Dr. Richard Weinberg, Research Assoc Professor, School of Cinema Television, USC: A research associate professor in the top-ranked USC School of Cinema-Television (CNTV), Richard Weinberg is the founding director of the school's Computer Animation Laboratory, which he established in 1985. He holds a joint appointment at USC's Annenberg Center for Communications. Before joining USC, Weinberg established the Computer Graphics Group at Cray Research and developed computer graphics software and systems for NASA's Johnson Space Center, Lockheed Electronics, and Digital Productions. He received his master of science degree and doctorate from the University of Minnesota, and received its Computer Science and Engineering Distinguished Alumnus Award in 2003. Weinberg's research interests include computer animation, scientific visualization, visual effects and entertainment technology. As digital movie production expands to include distributed computing facilities, he and his colleagues are increasingly dependent on high-speed, worldwide networks to review and revise digital film clips, computer animation and virtual sets remotely. They also rely on increasingly powerful graphics workstations and encounter software issues similar to those that challenge researchers that use computing in the sciences. Weinberg is a visiting professor at the Tokyo University of Technology and frequently lectures in Japan, most recently on the emerging technologies and implications of digital cinema. He co-designed the original curriculum for USC's Master of Fine Arts program in Film, Video and Computer Animation. The USC School of CNTV's Division of Animation and Digital Arts, which Weinberg helped to develop, educates undergraduate and graduate students and conducts research in the expanding and broadly defined fields of animation and digital arts. The USC School of CNTV is at the cutting edge of animation and new media, with facilities that include HP XW8200 high-performance graphics workstations with NVIDIA graphics systems, a Vicon 8-camera motion capture system, Sony high-definition digital video cameras, and extensive facilities for high definition green-screen digital compositing with an HD Ultimatte and a visual effects laboratory.
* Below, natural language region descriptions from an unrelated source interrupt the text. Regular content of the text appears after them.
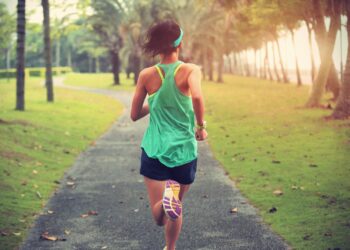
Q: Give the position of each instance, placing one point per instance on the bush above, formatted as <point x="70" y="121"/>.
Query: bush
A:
<point x="35" y="72"/>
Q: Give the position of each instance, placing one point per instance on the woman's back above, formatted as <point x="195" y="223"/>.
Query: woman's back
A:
<point x="170" y="134"/>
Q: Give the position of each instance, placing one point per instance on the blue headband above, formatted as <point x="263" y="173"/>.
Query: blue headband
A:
<point x="178" y="40"/>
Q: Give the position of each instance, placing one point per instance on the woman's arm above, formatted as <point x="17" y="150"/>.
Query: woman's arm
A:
<point x="194" y="82"/>
<point x="138" y="109"/>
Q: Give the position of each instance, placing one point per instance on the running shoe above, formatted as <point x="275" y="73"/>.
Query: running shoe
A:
<point x="171" y="203"/>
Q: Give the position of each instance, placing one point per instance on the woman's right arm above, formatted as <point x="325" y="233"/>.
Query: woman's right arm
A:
<point x="194" y="83"/>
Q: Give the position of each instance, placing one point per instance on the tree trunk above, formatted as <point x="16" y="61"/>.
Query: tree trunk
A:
<point x="58" y="52"/>
<point x="342" y="108"/>
<point x="255" y="64"/>
<point x="69" y="58"/>
<point x="21" y="23"/>
<point x="210" y="65"/>
<point x="326" y="61"/>
<point x="262" y="65"/>
<point x="267" y="63"/>
<point x="319" y="26"/>
<point x="220" y="68"/>
<point x="284" y="73"/>
<point x="313" y="68"/>
<point x="297" y="71"/>
<point x="235" y="66"/>
<point x="246" y="62"/>
<point x="115" y="66"/>
<point x="136" y="67"/>
<point x="90" y="62"/>
<point x="97" y="64"/>
<point x="274" y="63"/>
<point x="8" y="58"/>
<point x="47" y="51"/>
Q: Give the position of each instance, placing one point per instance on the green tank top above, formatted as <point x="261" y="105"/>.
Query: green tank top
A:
<point x="170" y="136"/>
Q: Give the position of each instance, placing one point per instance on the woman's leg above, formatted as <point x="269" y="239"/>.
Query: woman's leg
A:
<point x="173" y="228"/>
<point x="155" y="191"/>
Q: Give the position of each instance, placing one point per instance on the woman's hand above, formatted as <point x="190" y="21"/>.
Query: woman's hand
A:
<point x="201" y="134"/>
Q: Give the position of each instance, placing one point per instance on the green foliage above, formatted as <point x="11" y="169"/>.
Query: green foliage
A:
<point x="7" y="27"/>
<point x="36" y="72"/>
<point x="102" y="80"/>
<point x="39" y="145"/>
<point x="265" y="141"/>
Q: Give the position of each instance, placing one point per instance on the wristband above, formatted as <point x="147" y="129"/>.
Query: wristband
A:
<point x="204" y="126"/>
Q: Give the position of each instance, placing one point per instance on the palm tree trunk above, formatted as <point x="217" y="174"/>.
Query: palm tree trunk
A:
<point x="255" y="64"/>
<point x="47" y="51"/>
<point x="210" y="65"/>
<point x="246" y="62"/>
<point x="284" y="73"/>
<point x="297" y="71"/>
<point x="21" y="25"/>
<point x="262" y="66"/>
<point x="342" y="108"/>
<point x="274" y="63"/>
<point x="313" y="67"/>
<point x="319" y="26"/>
<point x="69" y="58"/>
<point x="267" y="63"/>
<point x="326" y="61"/>
<point x="220" y="68"/>
<point x="58" y="52"/>
<point x="115" y="67"/>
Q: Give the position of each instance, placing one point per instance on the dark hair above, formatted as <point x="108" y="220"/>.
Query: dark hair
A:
<point x="160" y="38"/>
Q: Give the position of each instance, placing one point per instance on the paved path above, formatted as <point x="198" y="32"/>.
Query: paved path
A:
<point x="107" y="180"/>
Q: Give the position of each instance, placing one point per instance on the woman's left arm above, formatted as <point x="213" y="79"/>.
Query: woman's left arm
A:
<point x="138" y="109"/>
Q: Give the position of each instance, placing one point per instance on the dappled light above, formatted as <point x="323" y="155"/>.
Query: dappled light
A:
<point x="261" y="92"/>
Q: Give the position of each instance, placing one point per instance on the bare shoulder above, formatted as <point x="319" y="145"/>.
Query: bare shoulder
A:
<point x="146" y="73"/>
<point x="191" y="67"/>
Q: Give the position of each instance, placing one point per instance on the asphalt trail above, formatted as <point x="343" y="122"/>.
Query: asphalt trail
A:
<point x="107" y="180"/>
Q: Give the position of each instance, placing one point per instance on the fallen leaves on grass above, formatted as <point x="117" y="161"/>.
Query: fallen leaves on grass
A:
<point x="46" y="236"/>
<point x="328" y="234"/>
<point x="38" y="194"/>
<point x="4" y="233"/>
<point x="91" y="212"/>
<point x="307" y="237"/>
<point x="277" y="192"/>
<point x="272" y="210"/>
<point x="234" y="210"/>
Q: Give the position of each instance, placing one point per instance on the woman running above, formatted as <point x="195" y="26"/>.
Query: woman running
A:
<point x="169" y="145"/>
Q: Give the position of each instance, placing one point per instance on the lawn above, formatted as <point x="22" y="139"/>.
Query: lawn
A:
<point x="257" y="129"/>
<point x="101" y="80"/>
<point x="267" y="142"/>
<point x="38" y="145"/>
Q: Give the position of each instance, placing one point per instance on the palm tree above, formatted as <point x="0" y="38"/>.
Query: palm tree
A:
<point x="342" y="109"/>
<point x="47" y="50"/>
<point x="21" y="25"/>
<point x="326" y="55"/>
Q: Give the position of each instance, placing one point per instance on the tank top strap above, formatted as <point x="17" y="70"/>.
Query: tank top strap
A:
<point x="168" y="69"/>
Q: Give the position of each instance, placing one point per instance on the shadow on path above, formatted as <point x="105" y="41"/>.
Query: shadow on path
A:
<point x="106" y="179"/>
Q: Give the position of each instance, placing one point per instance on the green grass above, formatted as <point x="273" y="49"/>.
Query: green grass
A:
<point x="38" y="145"/>
<point x="101" y="80"/>
<point x="266" y="141"/>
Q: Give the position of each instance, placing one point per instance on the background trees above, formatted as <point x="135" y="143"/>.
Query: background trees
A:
<point x="21" y="32"/>
<point x="246" y="37"/>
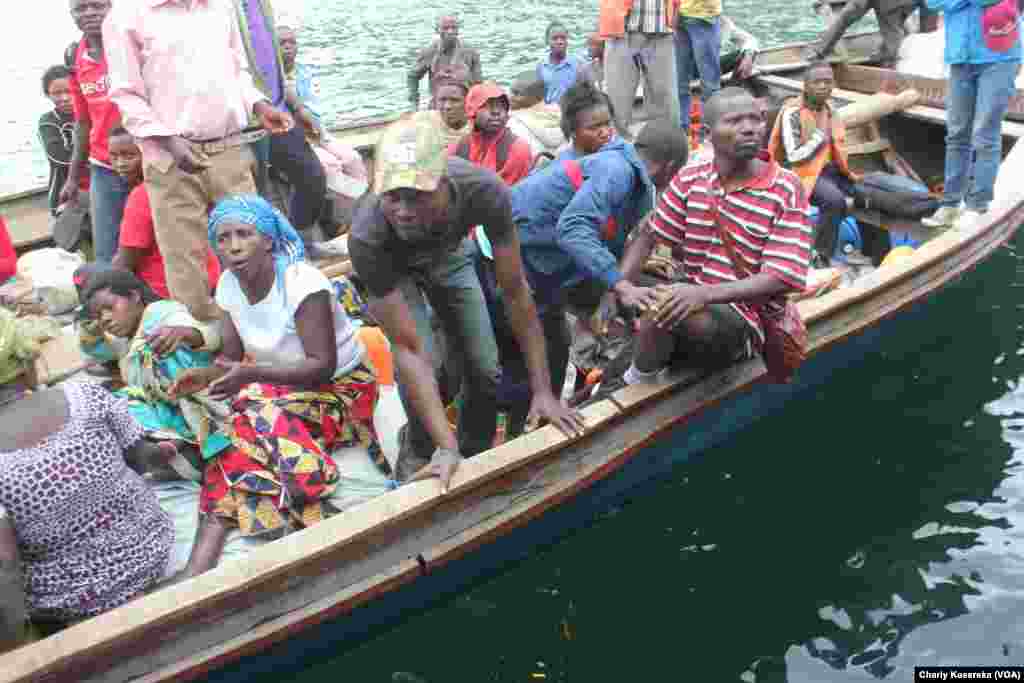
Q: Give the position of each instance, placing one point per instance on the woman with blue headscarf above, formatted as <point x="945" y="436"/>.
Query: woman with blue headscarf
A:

Charles G. Hollins, software developer, MySpace.com; Instructor, UCLA Extension, Entertainment Studies and Performing Arts: Charles has been developing Intranet and Internet Web sites and applications since 1993. He has extensive experience working with technologies such as HTML, cascading style sheets, streaming media, Java, JavaScript, ASP, Cold Fusion, XML, XSL, WML, and VoiceXML. Charles has applied these skills to develop solutions for such organizations as the Los Angeles County Network Services Division, the United Nations World Food Program, and UCLA. Since 1994, Charles has specialized in university-level curriculum development of Web and instructional technology related courses and programs. He taught UCLA's first Web technology, Java and XML courses. Mr. Hollins has since developed and taught over 25 different courses for 10 departments within the University of California school system. In 2003, Charles joined USC's School of Engineering as a part-time instructor teaching courses in the Information Technology Program. Mr. Hollins, a judge for the 2003 FlashForward Film Festival in New York, is an international convention speaker and was featured at the first Internet World tradeshow in Southeast Asia, the 2001 Digital Media Conference in Ojai California and the 2004 VoiceXML conference in San Jose.